Depuis la sortie de GPT4, OpenAI est accusée par divers acteurs et chercheurs spécialistes de l'IA d'avoir lancé une course hors de contrôle derrière les portes bien fermées de son laboratoire.

Mettre l’intelligence artificielle sur pause. C’est ce que réclament 1 124 universitaires, entrepreneurs et directeurs d'institut dans une tribune publiée le 29 mars. « Nous appelons tous les laboratoires d’intelligences artificielles à mettre en pause l’entraînement de systèmes d’IA plus puissants que GPT4 (modèle développé par OpenAI) pour au moins six mois », écrivent-ils. Ils suggèrent de profiter de cette pause pour réfléchir aux conséquences de ces nouvelles générations d’intelligences artificielles et de penser à des protocoles pour contrôler et auditer ces systèmes. 

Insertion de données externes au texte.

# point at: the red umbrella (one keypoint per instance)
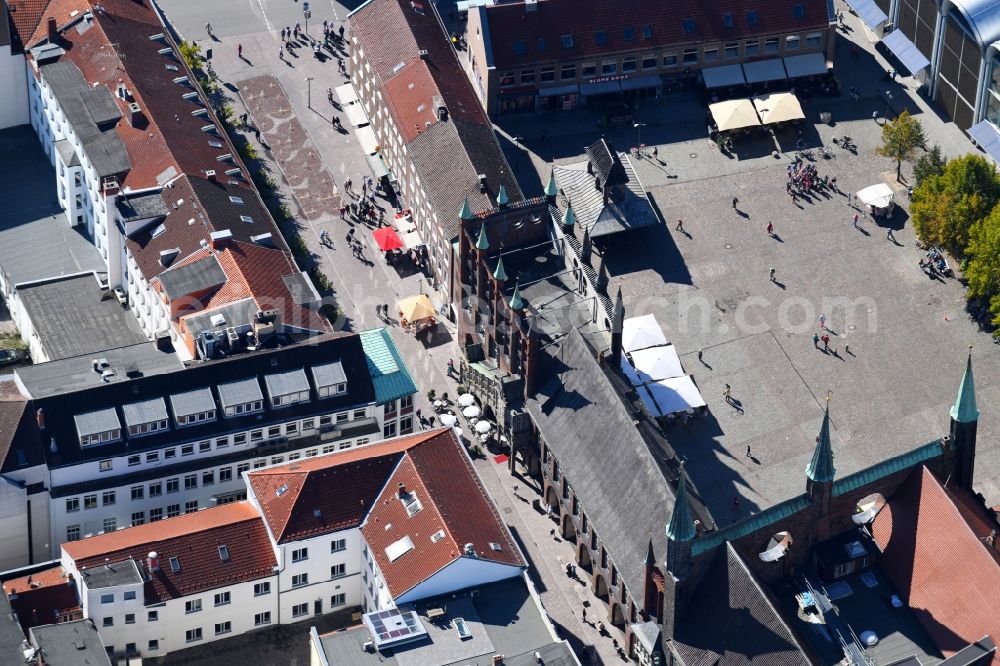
(387, 239)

Même Elon n’est pas content 

Parmi les signataires, on trouve de grosses pointures de la recherche en intelligence artificielle comme Yoshua Bengio, chercheur canadien considéré comme l’un des pères du deep learning, ou Gary Marcus, spécialiste des grands modèles de langage. On trouve aussi l’historien star Yuval Noah Harari, Elon Musk et le cofondateur d’Apple, Steve Wozniak. 

La tribune a été publiée sur le site de Future of Life et ce n’est pas anodin. Cette organisation promeut les thèses du long-termisme, une philosophie qui séduit de nombreuses têtes pensantes de la tech (dont Elon Musk). Ce courant de pensée défend l’idée qu’il faut à tout prix permettre à l’humanité de continuer son évolution sur plusieurs milliards d’années, en se préparant aux futurs risques existentiels (X risks). Parmi ceux-ci : l'avènement d’une intelligence artificielle générale (AGI) – dont les capacités seraient supérieures à celles des humains – qui deviendrait ingérable, et donc potentiellement dangereuse. 

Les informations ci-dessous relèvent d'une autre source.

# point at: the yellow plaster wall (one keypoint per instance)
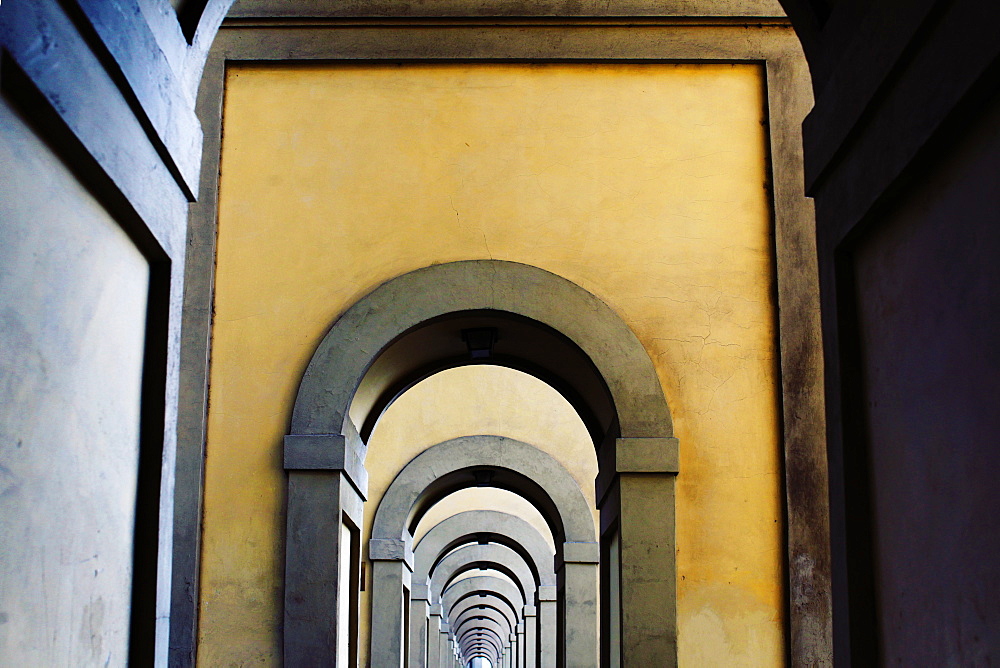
(644, 184)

Une course hors de contrôle

« Les laboratoires se sont enfermés pour participer à une course hors de contrôle afin de développer et déployer des esprits numériques – que personne ni même leurs créateurs ne peuvent comprendre, prédire, ou contrôler de manière sûre », pointent-ils. 

Ce n’est pas la première fois que des experts et observateurs du secteur s’alarment depuis la sortie de GPT-4 le 14 mars dernier. GPT4 – qui peut être testé par les utilisateurs premium de ChatGPT – est le nouveau grand modèle de langage d’OpenAI. Comme ses prédécesseurs GPT3.5 et GPT3, il est capable de générer du texte en prédisant le mot suivant dans une phrase. Il est censé avoir un raisonnement plus logique, écrire moins d’erreurs que la précédente version du modèle. OpenAI avance qu’il est également capable de lire des images, en plus du texte. Mais cette fonctionnalité n’est pour le moment pas testable.  

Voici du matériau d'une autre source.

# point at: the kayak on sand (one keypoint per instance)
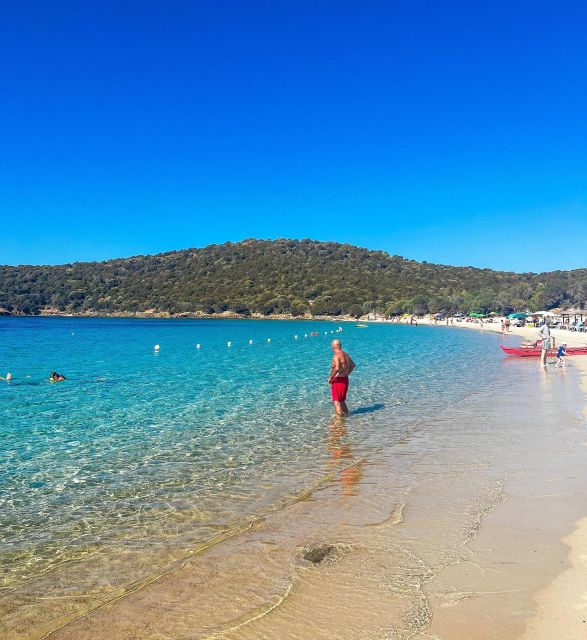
(536, 351)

Les observateurs du secteur ont notamment beaucoup critiqué le manque de transparence d’OpenAI sur le fonctionnement de GPT4. 

« OpenAI nous a trompés »

« OpenAI nous a trompés », s’insurgeait notamment Alberto Romero, auteur d’une newsletter reconnue sur l’intelligence artificielle. Son thread Twitter, vu près d’un million de fois, dénonce la politique de plus en plus fermée d’OpenAI. Il estime que la société a trahi son discours d’origine. Le problème, dit-il, c’est que l’entreprise est ambivalente. Son PDG, Sam Altman, et son équipe, s’inquiètent en interviews des conséquences de ces outils sur la désinformation et la cybersécurité, préviennent leurs concurrents de bien contrôler les IA qu’ils mettent sur le marché, sans dire comment eux-mêmes contrôlent leurs modèles. Ils se disent très inquiets tout en ne laissant aucun expert extérieur, ni spécialiste de l’éthique de l’IA évaluer leurs modèles. 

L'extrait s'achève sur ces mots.